グローバル・パーソン メッセージ vol.071 

自らのアイデンティティを模索して世界中を旅してきた。
「自分を語る」ことから始めよう。私がラップを続ける意義がそこにある

FUNI(郭 正勲)さん | ラッパー、詩人

経済学部 国際経済学科 2005年度卒業
[掲載日:2022年11月11日]

「 私が考えるグローバルパーソンとは、
 自分の安全領域を出て
 マイノリティであることの悔しさを通して差別の本質と向き合い、
 この社会における国籍や性別や属性を超えて
 弱められている人と人をつなげる人のこと 」

在日コリアン2.5世として、日本で生まれ育ったFUNIさん。
ラッパー、俳優、営業マン、IT企業社長、詩人というさまざまな経験
生まれ育った街や世界中を旅して感じてきたこと、
グローバルとダイバーシティ、母校中央大学、ラップ……。
今の想いを語っていただきました。
 
 

グローバルの原風景

 私は 4歳の時親元を離れ、母の故郷である韓国の田舎の漁村で1年間祖父母に育てられました。
 漁村で私は「イルボナァ(日本の子)」と呼ばれていました。私は自分が信じて疑わなかったものに裏切られたショックをハッキリ覚えてます。両親は「韓国人の誇りを持て」と言って育てましたが、その故郷は私を韓国人としては受け入れてくれなかったのです。その時、真実はなく複数の事実があるだけだと知りました。外野は好き勝手言うもので、大切なのは自分の感覚を信じること。でもその自分自身とは何だろうと疑うこと。これが私のグローバルの原風景です。

【両親について】
 私は在日コリアン2世である父と、韓国から来た母を親にもつ4人兄妹の次男です。私は自分自身を在日コリアン2.5世と呼びます。なぜなら在日コリアン2世同士の結婚であれば、その子供に当たる3世の母語は日本語になります。
 しかし、私の両親は国籍が同じでも事実上の国際結婚でした。なぜなら日本語しか話せない父と、韓国語しか話せない母とはコミュニケーションが難しく、特に母は言いたいことを押し殺して生活していたようです。両親はそれぞれ方法は違いますが、私たち兄妹に朝鮮半島にルーツがあることを誇りを持つように育てました。両親の民族教育の熱心さは、この社会においてマイノリティーであることが原因だろうと幼いながらに感じていました。

中央大学~大学時代の出会いが今の仕事に活かされる

▲卒業式の時には進路は決まっておらず、歯が抜ける夢ばかり見ていた頃。卒業してすぐに東京芸術座での仕事が決まり、なんとかプータロー状態をしのいだだけです。

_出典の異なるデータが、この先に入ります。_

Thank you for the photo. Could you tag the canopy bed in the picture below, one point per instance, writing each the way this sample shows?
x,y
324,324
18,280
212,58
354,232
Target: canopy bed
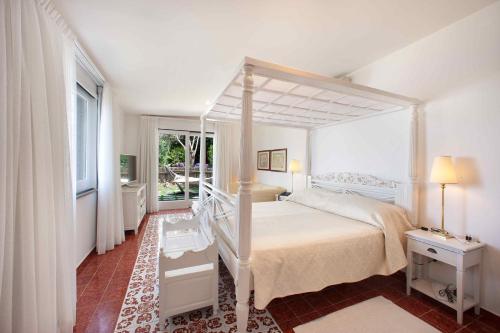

 大学時代の思い出はラップと映画と福井千春先生です。
 私は在学中に、「KP(Korean Power,Korean Pride)」というグループのラッパーとして東芝EMIからメジャーデビューをしました。大学に入学した2002年は、サッカー日韓W杯の開催や「冬のソナタ」など第一次韓流ブームの頃でした。私はラッパーというキャリアとルーツを活かしてNHKのハングル講座にラッパー講師として出演するほどでした。
 また、北朝鮮の拉致から帰国した蓮池薫さんの兄・透さんの講演会が、薫さんの母校である中央大学で開催され、私を含めて多くの生徒が参加しました。当時は今よりも日本、韓国、北朝鮮が親密になっていく雰囲気があり、他の大学のイベントにも積極的に参加し、中央大学を超えて友人をたくさん作りました。このときに出会った人たちとは今でも一緒に仕事することが多々あります。最近は友人が出版した本の書評をラッパーとして執筆しました。お互いがそれぞれに取り組んできたものが世の中に取り上げてもらえることは格別に嬉しいものでした。


【中央大学で一番通った場所】
 中央大学で一番通った場所は、2号館の地下にあるAVルームです。なぜならここでは無料で映画が見れたからです。チャップリンの独裁者のような名作映画や当時の最新作DVDなど、年間で400作品ほど見ていたと思います。あまりにも通いすぎて、「AVルームの紹介文を書いてほしい」と職員に依頼されバイト代をいただいたほどでした。学生時代に名作観賞に費やした時間は私の財産です。今はお金をもらっても同じ作品数を見れませんし、素直な感受性もないですから。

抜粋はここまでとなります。